Distribution of New Indexes Being Created

Ben_Coe · August 5, 2011, 7:35am

I have a question about ElasticSearch's behaviour.

Here's the scenario:

I have a cluster of ElasticSearch servers setup to use discovery:

discovery:
jgroups:
config: tcp
bind_port: 9700
bind_addr: 0.0.0.0
tcpping:
initial_hosts: 192.0.0.1[9700],192.0.0.2[9700], 192.0.0.2[9700]

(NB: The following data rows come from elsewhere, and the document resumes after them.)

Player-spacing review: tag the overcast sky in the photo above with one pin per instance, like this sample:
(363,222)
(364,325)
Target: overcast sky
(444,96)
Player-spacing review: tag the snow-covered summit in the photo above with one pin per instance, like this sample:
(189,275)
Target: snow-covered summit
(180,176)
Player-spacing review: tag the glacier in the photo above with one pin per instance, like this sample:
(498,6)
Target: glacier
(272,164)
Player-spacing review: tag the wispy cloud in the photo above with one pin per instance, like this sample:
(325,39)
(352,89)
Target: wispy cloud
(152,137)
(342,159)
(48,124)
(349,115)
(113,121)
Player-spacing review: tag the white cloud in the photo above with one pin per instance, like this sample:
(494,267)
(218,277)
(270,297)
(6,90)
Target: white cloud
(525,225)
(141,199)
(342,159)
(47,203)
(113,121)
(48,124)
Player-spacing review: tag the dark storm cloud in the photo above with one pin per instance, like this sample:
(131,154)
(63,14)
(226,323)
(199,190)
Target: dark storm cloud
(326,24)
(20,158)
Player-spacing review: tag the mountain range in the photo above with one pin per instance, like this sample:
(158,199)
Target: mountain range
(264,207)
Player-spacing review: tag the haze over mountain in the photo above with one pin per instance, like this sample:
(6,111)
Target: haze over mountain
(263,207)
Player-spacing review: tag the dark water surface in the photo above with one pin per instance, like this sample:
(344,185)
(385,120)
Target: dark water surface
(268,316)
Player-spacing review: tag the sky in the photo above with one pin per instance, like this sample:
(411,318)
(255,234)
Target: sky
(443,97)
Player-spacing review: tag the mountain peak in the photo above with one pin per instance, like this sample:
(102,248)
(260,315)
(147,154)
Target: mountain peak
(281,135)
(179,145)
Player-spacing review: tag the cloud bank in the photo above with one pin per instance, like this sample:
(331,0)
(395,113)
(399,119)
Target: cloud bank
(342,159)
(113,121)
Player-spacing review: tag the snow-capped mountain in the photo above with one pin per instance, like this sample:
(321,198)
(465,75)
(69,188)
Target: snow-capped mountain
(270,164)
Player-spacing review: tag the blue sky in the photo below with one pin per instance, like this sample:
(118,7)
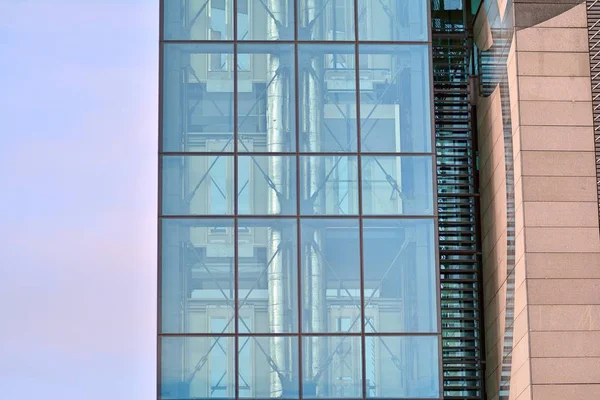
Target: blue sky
(78,115)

I create a new index connecting to one of the three boxes in the
cluster:

curl -XPUT 'http://192.0.0.2:9700/foobar/' -d '
index :
number_of_shards : 1
number_of_replicas : 2
'

The question:

Will any effort be made during creation to load-balance the indexes
across the three servers specified in the discovery stanza? Or, is the
index created on whatever server the PUT is performed on?

Why I ask:

I'm using ElasticSearch for a domain that requires many indexes, as
oppose to a single monolithic index. I therefore do not require
sharding as much as I require an even distribution of indexes across a
set of boxes, along with replication.

What would my best course of action be to achieve this goal, i.e:

An even distribution of indexes across a cluster of servers (with
minimal pain during the creation process).
Sane replication.
High availability. Ideally, I can connect to any node in the cluster
and retrieve a document, regardless of the server that the index
resides on.

kimchy · August 5, 2011, 7:47pm

The distribution behavior of elasticsearch is to get to a state where there
is an even number of shards across the nodes. So you should be good.

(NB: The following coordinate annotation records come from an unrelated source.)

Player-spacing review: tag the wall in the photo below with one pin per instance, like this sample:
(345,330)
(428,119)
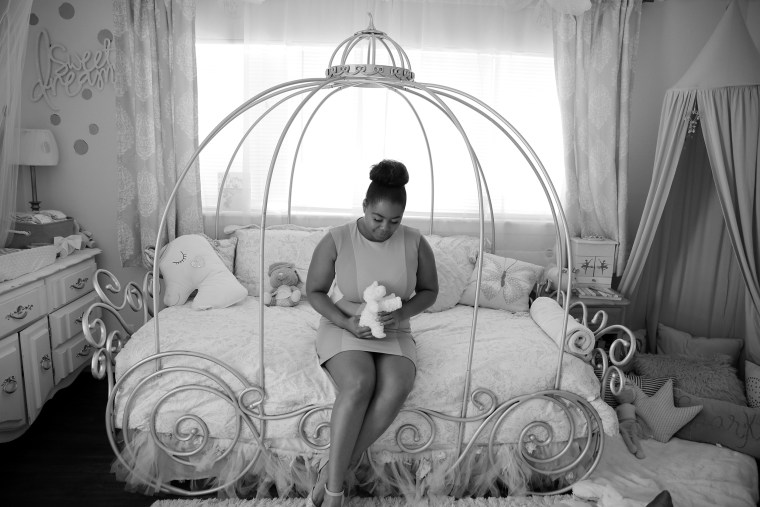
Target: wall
(673,33)
(84,184)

Btw, which version of elasticsearch are you using? jgroups is not there
since 0.7 or something...

On Fri, Aug 5, 2011 at 10:35 AM, Ben Coe ben@attachments.me wrote:

I have a question about Elasticsearch's behaviour.

Here's the scenario:

I have a cluster of Elasticsearch servers setup to use discovery:

discovery:
jgroups:
config: tcp
bind_port: 9700
bind_addr: 0.0.0.0
tcpping:
initial_hosts: 192.0.0.1[9700],192.0.0.2[9700], 192.0.0.2[9700]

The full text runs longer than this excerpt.